I could hear some fucker snarling from his warm frontroom:

“Well, well. You’re a post office employee,
aren’t
you? Don’t you know the way back to your own garage?”

So I drove along, lighting matches, leaping into whirlpools of water and emptying collection boxes. I was tired and wet and hungover, but I was usually that way and I waded through the weariness like I did the water. I kept thinking of a hot bath, Betty’s fine legs, and—something to keep me going—a picture of myself in an easychair, drink in hand, the dog walking up, me patting his head.

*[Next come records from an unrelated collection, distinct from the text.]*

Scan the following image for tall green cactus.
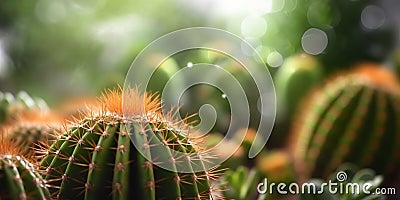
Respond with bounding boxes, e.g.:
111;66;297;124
0;91;48;123
41;90;215;199
293;64;400;178
0;138;50;200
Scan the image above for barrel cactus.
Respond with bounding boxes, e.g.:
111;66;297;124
0;91;48;123
41;89;216;199
0;138;50;200
5;113;62;156
292;64;400;178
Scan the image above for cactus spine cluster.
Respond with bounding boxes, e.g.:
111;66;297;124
41;90;215;199
0;138;50;200
293;64;400;178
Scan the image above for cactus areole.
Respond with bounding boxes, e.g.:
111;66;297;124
41;89;215;199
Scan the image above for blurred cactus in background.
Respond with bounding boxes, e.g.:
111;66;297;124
0;0;400;199
39;89;217;199
290;64;400;181
0;138;50;199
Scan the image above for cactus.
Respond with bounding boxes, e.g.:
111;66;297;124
221;166;263;200
299;164;385;200
41;89;216;199
6;117;61;158
0;138;50;200
292;64;400;178
0;91;48;123
275;54;323;117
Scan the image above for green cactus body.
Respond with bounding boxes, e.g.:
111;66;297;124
41;89;216;199
299;163;386;200
0;154;50;200
294;65;400;180
0;91;48;123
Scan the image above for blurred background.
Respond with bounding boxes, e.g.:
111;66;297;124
0;0;400;105
0;0;400;199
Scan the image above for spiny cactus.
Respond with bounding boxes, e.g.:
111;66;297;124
41;89;216;199
0;135;50;200
0;91;48;123
299;163;385;200
293;64;400;178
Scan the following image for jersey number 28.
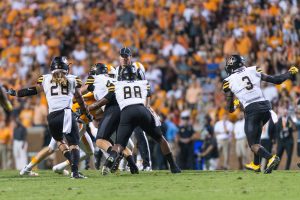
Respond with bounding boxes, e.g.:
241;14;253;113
51;83;69;96
124;86;142;99
242;76;253;90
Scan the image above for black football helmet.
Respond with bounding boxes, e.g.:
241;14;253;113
50;56;70;73
225;55;245;75
121;65;137;81
89;63;108;75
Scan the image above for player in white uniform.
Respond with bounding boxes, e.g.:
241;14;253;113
91;65;181;174
8;57;92;178
223;55;298;173
86;63;138;173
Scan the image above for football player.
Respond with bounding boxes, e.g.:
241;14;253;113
86;63;138;174
90;65;181;174
116;47;152;171
20;93;102;176
0;85;13;122
223;55;298;174
8;56;93;179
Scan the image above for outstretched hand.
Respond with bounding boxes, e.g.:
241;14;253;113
6;88;17;96
233;99;240;107
289;66;299;75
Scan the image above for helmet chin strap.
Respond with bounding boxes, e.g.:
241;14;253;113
51;69;69;74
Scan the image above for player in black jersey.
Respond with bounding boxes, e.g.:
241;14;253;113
8;57;92;178
223;55;298;173
86;63;138;175
90;65;181;173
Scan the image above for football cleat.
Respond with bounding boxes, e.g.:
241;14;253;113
20;167;39;176
52;166;70;176
142;166;152;172
264;155;280;174
70;172;87;179
110;154;124;173
101;166;110;176
129;165;139;174
289;66;299;75
245;162;260;172
171;164;181;174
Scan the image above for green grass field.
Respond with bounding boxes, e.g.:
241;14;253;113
0;170;300;200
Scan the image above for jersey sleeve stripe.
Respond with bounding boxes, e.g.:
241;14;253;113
37;76;44;83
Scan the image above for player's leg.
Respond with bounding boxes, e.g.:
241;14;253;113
96;106;120;154
102;106;137;175
20;138;57;176
245;112;280;173
285;141;294;170
64;111;86;178
137;106;181;173
134;127;151;170
52;125;94;175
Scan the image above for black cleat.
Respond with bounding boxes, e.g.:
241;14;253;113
264;155;280;174
171;165;181;174
110;154;124;173
129;165;140;174
70;172;87;179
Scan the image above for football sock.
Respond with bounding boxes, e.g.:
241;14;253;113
257;147;272;160
64;150;72;163
126;155;135;166
165;153;176;168
26;156;38;170
71;149;80;173
253;154;259;165
106;146;112;154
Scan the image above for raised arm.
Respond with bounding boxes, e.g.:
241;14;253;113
74;88;93;121
261;66;298;84
223;80;235;113
7;85;43;97
88;83;115;111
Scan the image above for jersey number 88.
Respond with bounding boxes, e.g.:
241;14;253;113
124;86;142;99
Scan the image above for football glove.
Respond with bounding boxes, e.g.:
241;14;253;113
289;66;299;75
6;89;17;96
85;113;94;122
233;99;240;107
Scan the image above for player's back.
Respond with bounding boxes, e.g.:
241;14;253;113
93;74;115;101
114;80;150;110
39;74;81;113
223;66;266;108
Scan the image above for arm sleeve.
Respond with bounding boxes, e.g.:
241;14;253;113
36;75;44;85
223;80;230;93
147;82;151;97
75;77;82;88
261;72;292;84
223;80;234;113
85;76;95;85
104;82;116;101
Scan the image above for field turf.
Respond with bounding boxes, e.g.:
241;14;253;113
0;170;300;200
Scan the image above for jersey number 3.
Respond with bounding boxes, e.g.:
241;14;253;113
51;83;69;96
242;76;253;90
124;86;142;99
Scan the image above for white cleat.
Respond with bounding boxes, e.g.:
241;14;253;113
142;166;152;172
52;166;70;176
20;167;39;176
101;166;110;176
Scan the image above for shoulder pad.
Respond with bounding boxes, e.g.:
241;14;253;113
85;76;95;85
223;80;230;92
37;75;44;84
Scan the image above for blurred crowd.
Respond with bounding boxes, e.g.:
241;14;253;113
0;0;300;169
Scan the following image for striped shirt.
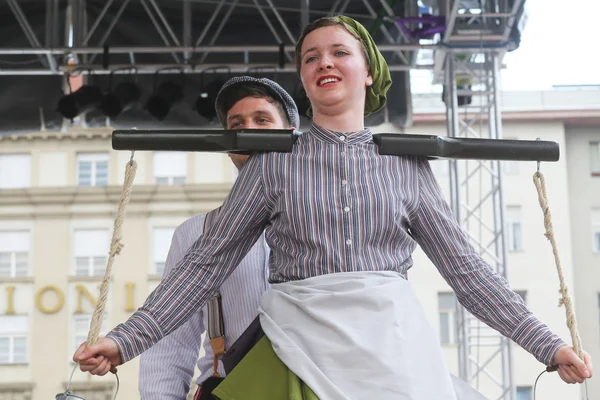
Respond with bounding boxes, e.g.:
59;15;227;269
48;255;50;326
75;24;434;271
139;214;269;400
108;125;565;365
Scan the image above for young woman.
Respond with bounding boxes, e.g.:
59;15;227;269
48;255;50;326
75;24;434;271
74;17;591;400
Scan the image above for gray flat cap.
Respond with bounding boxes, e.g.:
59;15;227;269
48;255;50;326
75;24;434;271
215;76;300;128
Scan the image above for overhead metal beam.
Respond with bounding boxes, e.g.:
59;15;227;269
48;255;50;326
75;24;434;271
196;0;225;47
0;43;441;55
140;0;180;64
252;0;293;62
181;0;192;61
87;0;130;64
265;0;296;44
0;63;433;76
200;0;238;64
81;0;115;46
6;0;56;71
148;0;181;46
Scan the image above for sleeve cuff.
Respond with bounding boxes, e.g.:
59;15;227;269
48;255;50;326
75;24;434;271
106;311;164;363
511;316;567;366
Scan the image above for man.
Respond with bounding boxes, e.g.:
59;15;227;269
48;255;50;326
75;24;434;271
139;77;299;400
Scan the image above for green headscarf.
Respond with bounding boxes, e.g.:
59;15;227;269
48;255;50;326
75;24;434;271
298;15;392;116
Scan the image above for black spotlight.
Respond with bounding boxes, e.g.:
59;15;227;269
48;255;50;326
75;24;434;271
144;68;184;121
100;67;142;118
194;67;231;121
57;71;102;120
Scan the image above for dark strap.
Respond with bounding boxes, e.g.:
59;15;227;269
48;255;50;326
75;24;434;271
203;208;225;377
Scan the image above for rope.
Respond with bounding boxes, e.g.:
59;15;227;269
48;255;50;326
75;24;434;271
87;159;137;346
533;170;584;361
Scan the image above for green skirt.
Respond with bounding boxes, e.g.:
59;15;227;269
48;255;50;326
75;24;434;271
212;336;319;400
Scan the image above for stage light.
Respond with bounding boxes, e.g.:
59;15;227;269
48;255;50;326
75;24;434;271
57;70;102;120
194;67;231;121
100;67;142;118
144;67;184;121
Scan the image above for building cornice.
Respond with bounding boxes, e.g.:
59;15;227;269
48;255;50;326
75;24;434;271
413;109;600;125
0;183;232;220
0;127;113;142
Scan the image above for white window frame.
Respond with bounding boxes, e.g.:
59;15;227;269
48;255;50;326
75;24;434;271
506;206;523;253
591;209;600;254
0;230;31;278
590;142;600;176
77;153;110;187
517;386;533;400
153;151;188;185
0;153;31;189
438;292;457;346
152;226;175;276
0;315;29;365
73;228;109;277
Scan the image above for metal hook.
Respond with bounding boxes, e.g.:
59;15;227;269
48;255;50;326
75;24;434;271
55;362;120;400
129;126;137;166
535;138;542;177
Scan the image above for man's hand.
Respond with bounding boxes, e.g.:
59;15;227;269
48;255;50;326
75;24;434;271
553;346;592;383
73;338;121;376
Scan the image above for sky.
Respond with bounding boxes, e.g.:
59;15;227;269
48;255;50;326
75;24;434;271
411;0;600;92
502;0;600;90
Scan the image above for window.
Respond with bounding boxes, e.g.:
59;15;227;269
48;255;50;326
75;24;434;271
153;228;175;276
0;316;29;364
0;231;29;278
517;386;533;400
73;314;108;353
74;229;110;276
0;154;31;189
590;142;600;176
154;152;187;185
592;210;600;254
438;293;456;344
77;153;108;186
429;159;450;178
506;206;523;252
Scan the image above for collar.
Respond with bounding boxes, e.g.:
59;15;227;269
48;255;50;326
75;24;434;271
308;122;373;145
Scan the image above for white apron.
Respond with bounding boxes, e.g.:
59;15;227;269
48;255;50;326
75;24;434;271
259;272;485;400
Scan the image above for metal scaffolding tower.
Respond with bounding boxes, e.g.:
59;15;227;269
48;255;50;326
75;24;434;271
434;0;524;400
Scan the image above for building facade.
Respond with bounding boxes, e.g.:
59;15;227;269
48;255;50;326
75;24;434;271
0;91;600;400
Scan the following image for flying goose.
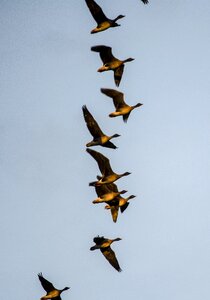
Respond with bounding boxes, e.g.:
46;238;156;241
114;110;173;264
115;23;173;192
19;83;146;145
93;183;124;223
38;273;70;300
85;0;125;33
92;183;127;204
90;236;122;272
86;148;131;186
105;195;136;213
82;105;120;149
101;88;143;123
91;45;134;86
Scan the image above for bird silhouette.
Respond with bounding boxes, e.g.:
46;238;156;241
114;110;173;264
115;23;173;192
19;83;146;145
91;45;134;86
38;273;70;300
86;148;131;186
85;0;125;33
90;236;122;272
82;105;120;149
101;88;143;123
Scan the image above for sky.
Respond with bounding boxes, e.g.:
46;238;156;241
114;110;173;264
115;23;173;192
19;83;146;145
0;0;210;300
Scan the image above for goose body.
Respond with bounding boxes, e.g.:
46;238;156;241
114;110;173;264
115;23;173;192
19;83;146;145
93;183;127;204
38;273;69;300
91;45;134;86
85;0;125;33
82;105;120;149
105;195;136;213
101;88;143;122
90;236;122;272
86;148;131;186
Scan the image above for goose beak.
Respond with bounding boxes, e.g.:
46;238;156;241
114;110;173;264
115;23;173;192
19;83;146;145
97;66;107;72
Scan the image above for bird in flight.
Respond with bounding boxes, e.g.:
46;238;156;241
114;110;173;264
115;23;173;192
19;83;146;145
85;0;125;33
86;148;131;186
91;45;134;86
38;273;70;300
101;88;143;123
90;236;122;272
82;105;120;149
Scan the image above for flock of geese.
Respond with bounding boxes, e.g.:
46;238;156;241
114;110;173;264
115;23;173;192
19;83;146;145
38;0;148;300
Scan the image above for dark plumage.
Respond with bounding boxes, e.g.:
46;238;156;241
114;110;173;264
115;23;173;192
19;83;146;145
101;88;143;122
91;45;134;86
105;195;136;213
38;273;70;300
86;148;131;186
93;183;127;223
90;236;122;272
82;105;120;149
85;0;125;33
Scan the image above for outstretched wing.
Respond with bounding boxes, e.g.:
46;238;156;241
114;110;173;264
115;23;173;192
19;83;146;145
91;45;116;64
110;203;119;223
95;184;110;197
101;88;126;109
86;149;113;175
120;202;130;213
100;247;122;272
85;0;107;25
38;273;55;293
114;64;124;86
82;105;104;138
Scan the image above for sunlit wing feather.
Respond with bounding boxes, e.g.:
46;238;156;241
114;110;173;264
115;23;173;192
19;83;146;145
86;149;113;175
101;88;127;109
114;65;124;86
82;105;104;138
85;0;107;25
100;247;122;272
38;273;55;293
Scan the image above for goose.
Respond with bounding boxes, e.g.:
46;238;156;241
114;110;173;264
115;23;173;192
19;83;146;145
85;0;125;33
82;105;120;149
92;183;127;204
86;148;131;186
90;236;122;272
101;88;143;123
38;273;70;300
93;183;124;223
104;195;136;213
91;45;134;86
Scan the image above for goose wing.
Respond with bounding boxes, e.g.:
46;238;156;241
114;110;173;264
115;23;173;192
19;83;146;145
100;247;122;272
110;203;119;223
85;0;107;25
38;273;55;293
101;88;126;109
91;45;116;64
95;184;110;197
86;149;114;175
82;105;104;138
93;235;106;245
120;202;130;213
114;64;124;86
123;112;131;123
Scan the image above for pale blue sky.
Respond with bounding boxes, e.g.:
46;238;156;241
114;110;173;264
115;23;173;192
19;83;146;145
0;0;210;300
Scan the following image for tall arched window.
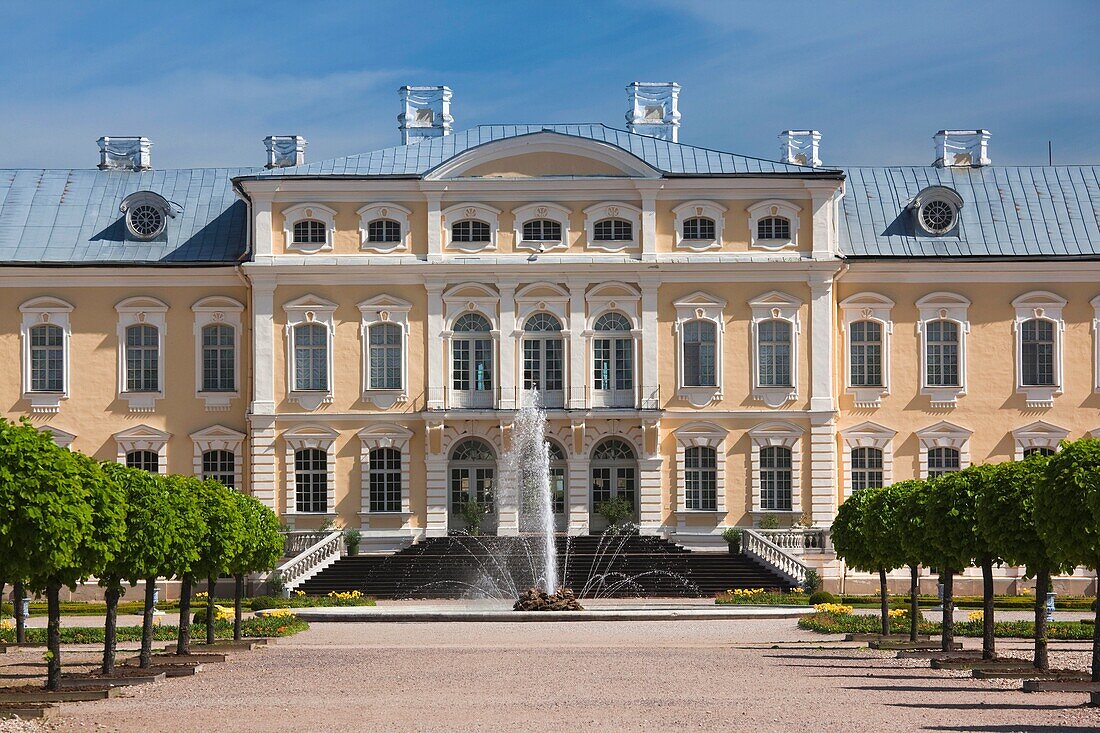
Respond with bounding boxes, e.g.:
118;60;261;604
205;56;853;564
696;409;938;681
592;311;635;407
760;446;793;512
684;446;718;512
31;324;65;392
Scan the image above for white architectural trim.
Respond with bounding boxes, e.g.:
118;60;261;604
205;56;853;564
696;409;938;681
191;295;244;412
355;203;413;254
916;292;970;408
840;293;894;409
840;420;898;499
1012;291;1066;407
114;295;168;413
359;295;413;409
19;295;73;413
283;204;337;254
283;294;337;409
584;201;641;252
440;204;501;252
672;200;726;252
747;198;802;251
749;291;802;407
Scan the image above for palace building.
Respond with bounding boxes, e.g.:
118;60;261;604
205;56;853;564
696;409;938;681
8;83;1100;589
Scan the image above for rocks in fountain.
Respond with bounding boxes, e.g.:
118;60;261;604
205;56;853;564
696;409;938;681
512;588;584;611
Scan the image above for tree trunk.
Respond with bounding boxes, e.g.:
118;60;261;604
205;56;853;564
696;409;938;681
102;580;122;675
909;565;921;642
138;578;156;669
879;568;890;636
233;572;244;642
46;578;62;692
939;569;955;652
1034;568;1051;671
176;573;194;654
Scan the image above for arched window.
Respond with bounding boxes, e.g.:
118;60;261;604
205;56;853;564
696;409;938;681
294;448;329;514
683;217;716;240
294;324;329;392
760;446;793;512
202;324;237;392
127;450;161;473
202;450;237;489
757;318;793;386
848;320;882;387
592;311;635;407
1020;318;1057;386
366;219;402;243
31;324;65;392
928;448;960;479
524;219;561;243
593;219;634;242
451;219;492;242
684;446;718;512
682;320;718;386
367;322;402;390
851;447;882;491
367;448;402;512
127;324;161;392
757;217;791;240
591;438;638;514
294;219;328;244
450;438;496;514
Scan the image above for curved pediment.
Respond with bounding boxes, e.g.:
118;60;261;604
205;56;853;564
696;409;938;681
425;131;661;180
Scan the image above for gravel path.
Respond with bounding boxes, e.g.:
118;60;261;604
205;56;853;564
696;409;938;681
0;621;1100;733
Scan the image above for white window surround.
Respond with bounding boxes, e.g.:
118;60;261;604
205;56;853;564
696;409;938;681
584;201;641;252
283;204;337;253
283;425;340;517
355;203;413;254
359;424;413;519
114;425;172;475
672;200;726;252
114;295;168;413
749;420;803;518
191;295;244;412
747;198;802;250
672;423;729;516
190;425;244;491
19;295;73;413
916;420;974;479
749;291;802;407
1012;420;1069;461
283;294;337;409
359;294;413;409
1012;291;1066;408
512;203;570;252
840;293;894;409
840;420;898;499
672;291;726;407
916;292;970;409
440;204;501;252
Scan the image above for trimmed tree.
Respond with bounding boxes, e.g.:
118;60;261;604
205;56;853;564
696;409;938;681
1035;438;1100;707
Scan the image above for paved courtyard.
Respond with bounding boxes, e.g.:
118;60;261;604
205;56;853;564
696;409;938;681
17;620;1100;733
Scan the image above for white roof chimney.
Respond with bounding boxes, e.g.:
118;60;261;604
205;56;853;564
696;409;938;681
97;135;153;171
779;130;822;168
397;86;454;145
264;135;308;168
933;130;991;167
626;81;680;142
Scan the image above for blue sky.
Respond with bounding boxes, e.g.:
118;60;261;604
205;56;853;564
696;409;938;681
0;0;1100;167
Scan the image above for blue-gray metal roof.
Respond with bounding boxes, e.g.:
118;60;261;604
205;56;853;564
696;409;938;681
0;168;254;265
243;124;838;176
839;165;1100;258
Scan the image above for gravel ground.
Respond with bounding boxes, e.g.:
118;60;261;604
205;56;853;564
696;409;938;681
0;620;1100;733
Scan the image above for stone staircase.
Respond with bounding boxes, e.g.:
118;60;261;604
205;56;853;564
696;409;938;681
299;534;791;599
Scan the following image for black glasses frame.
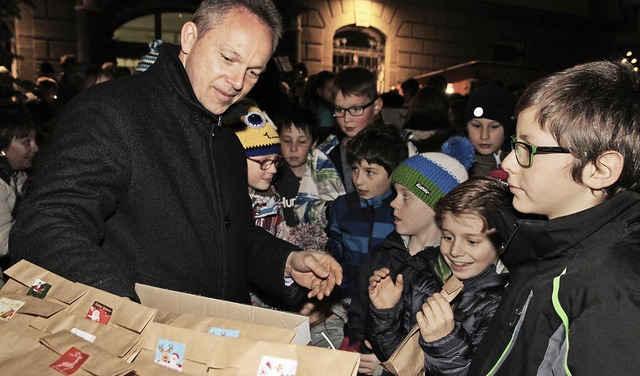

But that was a long way off. The stops on the clipboard seemed endless and when I reached the bottom it said, “Over” and I flipped the board and sure enough, there on the backside was
another
list of stops.

With the last match I made the last stop, deposited my mail at the station indicated, and it was a
load
, and then drove back toward the West Garage. It was in the west end of town and in the west the land was very flat, the drainage system couldn’t handle the water and anytime it rained any length of time at all, they had what was called a “flood.” The description was accurate.

Driving on in, the water rose higher and higher. I noticed stalled and abandoned cars all around. Too bad. All I wanted was to get in that chair with that glass of scotch in my hand and watch Betty’s ass wobble around the room. Then at a signal I met Tom Moto, one of the other Jonstone subs.